You can find Aaron Ballman's article and code here
Well, I thought I'd write a card trick based on Aaron's code. The program is called CardTrick.rbp and it works only for Microsoft Windows. Most of the programs I reference here in this blog will work on all three platforms, - Mac, Windows, and Linux - but occasionally (as in this case) I'll write a program that will only work in Windows.
The trick isn't especially impressive. If you're familiar with how doing a "binary search" is an efficient way to locate an item, similarly a "ternary search" is efficient as well. Mathematically, it is only necessary for you to tell the computer which of the three columns three times in order for the computer to narrow the choice down to one card out of twenty-seven (since 3 x 3 x 3 = 27). So it's not much of a magic trick, but the main purpose of the program is just to show another simple use of the Windows Cards.dll.
Doing graphics can be a bit tricky.
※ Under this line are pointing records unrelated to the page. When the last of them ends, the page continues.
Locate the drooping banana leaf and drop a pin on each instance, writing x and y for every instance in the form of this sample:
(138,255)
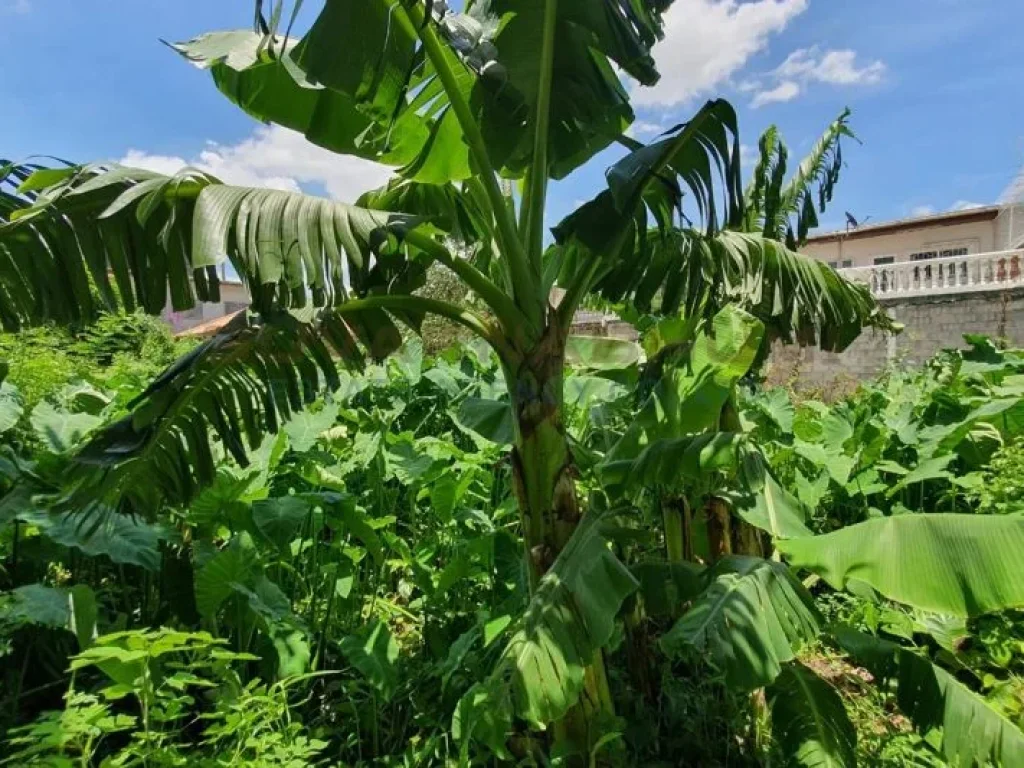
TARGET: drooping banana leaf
(366,79)
(753,617)
(809,721)
(240,385)
(687,398)
(569,619)
(962,565)
(973,732)
(786,211)
(165,237)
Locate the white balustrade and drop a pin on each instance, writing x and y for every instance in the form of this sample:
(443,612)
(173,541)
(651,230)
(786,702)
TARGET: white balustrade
(981,271)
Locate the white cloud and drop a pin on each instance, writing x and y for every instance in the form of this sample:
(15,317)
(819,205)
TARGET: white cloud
(784,91)
(275,158)
(813,66)
(835,67)
(709,41)
(643,128)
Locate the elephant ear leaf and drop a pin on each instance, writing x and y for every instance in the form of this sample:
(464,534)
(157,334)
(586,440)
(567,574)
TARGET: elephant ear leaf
(961,565)
(809,721)
(753,617)
(569,619)
(973,732)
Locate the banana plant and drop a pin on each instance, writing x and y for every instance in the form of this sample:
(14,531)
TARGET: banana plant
(477,111)
(752,617)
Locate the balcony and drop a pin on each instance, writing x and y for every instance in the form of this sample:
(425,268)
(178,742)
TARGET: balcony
(955,274)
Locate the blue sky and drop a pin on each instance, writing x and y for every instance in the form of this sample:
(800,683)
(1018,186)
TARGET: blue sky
(935,86)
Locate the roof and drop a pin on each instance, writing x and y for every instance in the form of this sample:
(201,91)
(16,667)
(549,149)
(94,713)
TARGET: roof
(210,328)
(949,218)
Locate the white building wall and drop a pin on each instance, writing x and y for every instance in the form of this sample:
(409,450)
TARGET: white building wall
(863,249)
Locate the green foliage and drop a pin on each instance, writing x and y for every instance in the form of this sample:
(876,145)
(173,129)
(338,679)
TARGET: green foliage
(810,720)
(753,617)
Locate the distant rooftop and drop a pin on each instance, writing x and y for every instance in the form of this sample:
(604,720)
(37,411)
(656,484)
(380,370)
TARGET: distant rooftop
(984,213)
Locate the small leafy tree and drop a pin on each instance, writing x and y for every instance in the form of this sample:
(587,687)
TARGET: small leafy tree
(477,112)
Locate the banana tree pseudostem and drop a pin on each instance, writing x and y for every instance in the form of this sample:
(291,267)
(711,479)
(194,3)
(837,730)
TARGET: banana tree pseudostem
(477,112)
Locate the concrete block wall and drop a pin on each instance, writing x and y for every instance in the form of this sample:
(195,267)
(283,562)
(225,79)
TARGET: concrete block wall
(932,324)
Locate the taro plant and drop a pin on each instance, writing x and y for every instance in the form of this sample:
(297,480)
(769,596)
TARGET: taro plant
(477,111)
(926,576)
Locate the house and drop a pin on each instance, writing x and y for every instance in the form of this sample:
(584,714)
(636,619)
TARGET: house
(975,249)
(207,318)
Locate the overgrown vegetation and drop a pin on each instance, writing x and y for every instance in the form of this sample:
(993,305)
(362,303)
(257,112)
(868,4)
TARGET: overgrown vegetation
(340,600)
(306,542)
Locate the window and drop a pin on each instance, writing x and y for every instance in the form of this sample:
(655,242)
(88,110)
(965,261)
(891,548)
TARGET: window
(943,253)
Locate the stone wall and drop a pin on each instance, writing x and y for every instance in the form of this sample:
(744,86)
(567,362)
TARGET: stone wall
(932,324)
Working with graphics on the screen causes the Paint event to take place, and if the Paint even does some painting itself, you can easily get lost in a vicious circle. My solution to that was to insert this at the top of the Paint event handler:
If DontDoPaintStuff = True Then Exit
DontDoPaintStuff is a global Boolean, and before I do some graphics work (like dealing a card) I set DontDoPaintStuff to True and then set it back to False as soon as I've finished. This keeps me out of vicious loops and keeps the graphics from getting messed up, as you'll see if you try out the program.
If you've got a Mac and have access to playing card graphics, you may want to see if you can modify CardTrick.rbp to work on the Mac. The fifty-two cards are numbered from 0 to 51 (four complete suits, no joker), and here's how I shuffled the deck:
Dim I, RandomPosition, Holder As Integer
Dim r as New Random
For I = 0 To 51
N(I) = I
For I = 51 DownTo 0
RandomPosition = r.InRange(0,I)
Holder = N(I)
N(I) = N(RandomPosition)
N(RandomPosition) = Holder
What's happening is that you're taking the last card and swapping it with a random card chosen from the rest of the deck, taking the next-to-last card and swapping it with a random card chosen from the (now one card smaller) remainder of the deck, and so on. The end result is that the entire deck has been randomized (shuffled), and you haven't had to worry about accidentally choosing the same card twice. This is simpler than some methods I've seen of shuffling a deck and is no less random than any other method.